Sunday, November 4, 2018

Table-top tennis and under-the-table cash with Oliver


I learned a lot about money laundering and cybercrime on my last portrait assignment.

“The scope is so large now,” my subject told me. “It’s a tougher market. It’s more exciting. It’s constantly evolving.”

And Oliver Wood hopes to be a part of a force that stops it.


Oliver, 23, is a recent graduate of Clemson University’s business school, and hired me to give him some head-shots for his resume. His degree is in finance management, a field that remains as button-down boring as you want to make it — but as he pointed out to me, one side of that industry is evolving into something feral. Oliver aspires to help not just clients, but whole countries in the battle against the trillion-dollar money-laundering underground.

“You’re dealing with different cultures,” he told me. “It’s an opportunity to become more involved with other places.”

Oliver grew up competitive: as a high school tennis player, he contributed to four Illinois championship teams.
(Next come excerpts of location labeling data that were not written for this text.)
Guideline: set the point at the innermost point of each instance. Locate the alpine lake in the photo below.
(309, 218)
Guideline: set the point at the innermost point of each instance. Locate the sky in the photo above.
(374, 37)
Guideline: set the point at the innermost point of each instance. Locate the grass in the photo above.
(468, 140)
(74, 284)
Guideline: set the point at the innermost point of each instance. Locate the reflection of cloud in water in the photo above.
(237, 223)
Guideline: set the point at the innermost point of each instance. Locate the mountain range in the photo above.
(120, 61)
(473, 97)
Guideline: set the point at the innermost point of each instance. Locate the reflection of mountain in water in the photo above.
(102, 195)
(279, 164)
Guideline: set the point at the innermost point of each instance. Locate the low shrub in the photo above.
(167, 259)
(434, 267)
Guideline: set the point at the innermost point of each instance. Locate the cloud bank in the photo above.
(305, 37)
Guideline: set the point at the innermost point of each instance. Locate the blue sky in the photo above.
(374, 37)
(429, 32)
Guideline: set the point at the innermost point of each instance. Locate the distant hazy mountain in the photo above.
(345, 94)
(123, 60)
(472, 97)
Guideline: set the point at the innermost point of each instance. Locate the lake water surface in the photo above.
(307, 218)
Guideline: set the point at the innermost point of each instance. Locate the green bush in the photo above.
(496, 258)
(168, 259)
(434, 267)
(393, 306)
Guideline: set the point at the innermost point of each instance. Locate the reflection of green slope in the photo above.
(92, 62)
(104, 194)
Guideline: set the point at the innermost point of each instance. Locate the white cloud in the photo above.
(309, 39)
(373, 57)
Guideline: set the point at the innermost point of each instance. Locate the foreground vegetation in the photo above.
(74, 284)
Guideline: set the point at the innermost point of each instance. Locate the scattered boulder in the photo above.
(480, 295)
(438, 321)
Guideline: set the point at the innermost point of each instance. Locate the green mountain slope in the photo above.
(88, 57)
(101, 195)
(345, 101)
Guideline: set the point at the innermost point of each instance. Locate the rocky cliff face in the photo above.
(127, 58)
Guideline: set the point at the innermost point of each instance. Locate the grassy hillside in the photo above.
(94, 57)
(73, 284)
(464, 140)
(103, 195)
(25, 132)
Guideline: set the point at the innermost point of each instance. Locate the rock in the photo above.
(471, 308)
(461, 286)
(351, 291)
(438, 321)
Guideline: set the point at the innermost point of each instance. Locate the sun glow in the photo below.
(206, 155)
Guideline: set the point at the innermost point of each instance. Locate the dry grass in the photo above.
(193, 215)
He also grew up comfortable with pursuits that do not fascinate the general public — he helped create a table-tennis team at his high school.

“It’s always a conversation-starter,” he said.

And while money fascinates everyone, Oliver laments that so many people have so little interest in learning how to protect and multiply it. There are no profound complexities to the basics of financial management, he said:
• Savings accounts are crucial, and the younger you set one up for your kids, the more likely they become to live as financially responsible adults.
• Keep your receipts and watch your expenses, then set a budget to determine where your money should go instead where it just happens to end up going. The worst excuse, he said, is to tell yourself that you don’t need a budget because you don’t make enough money.

“I think it should be taught more in schools,” he said. “You should go through life with a financial perspective.”


Of course, there are a multitude of financial perspectives for any individual to take, including the shady and the criminal. So many computers hold so many debit card numbers, credit card numbers, Social Security numbers and on and on — and that says nothing about the illicit movement of old-fashioned paper money. Multi-national plots have never been harder to foil, he says.

It is a scene Oliver hopes to work his way into.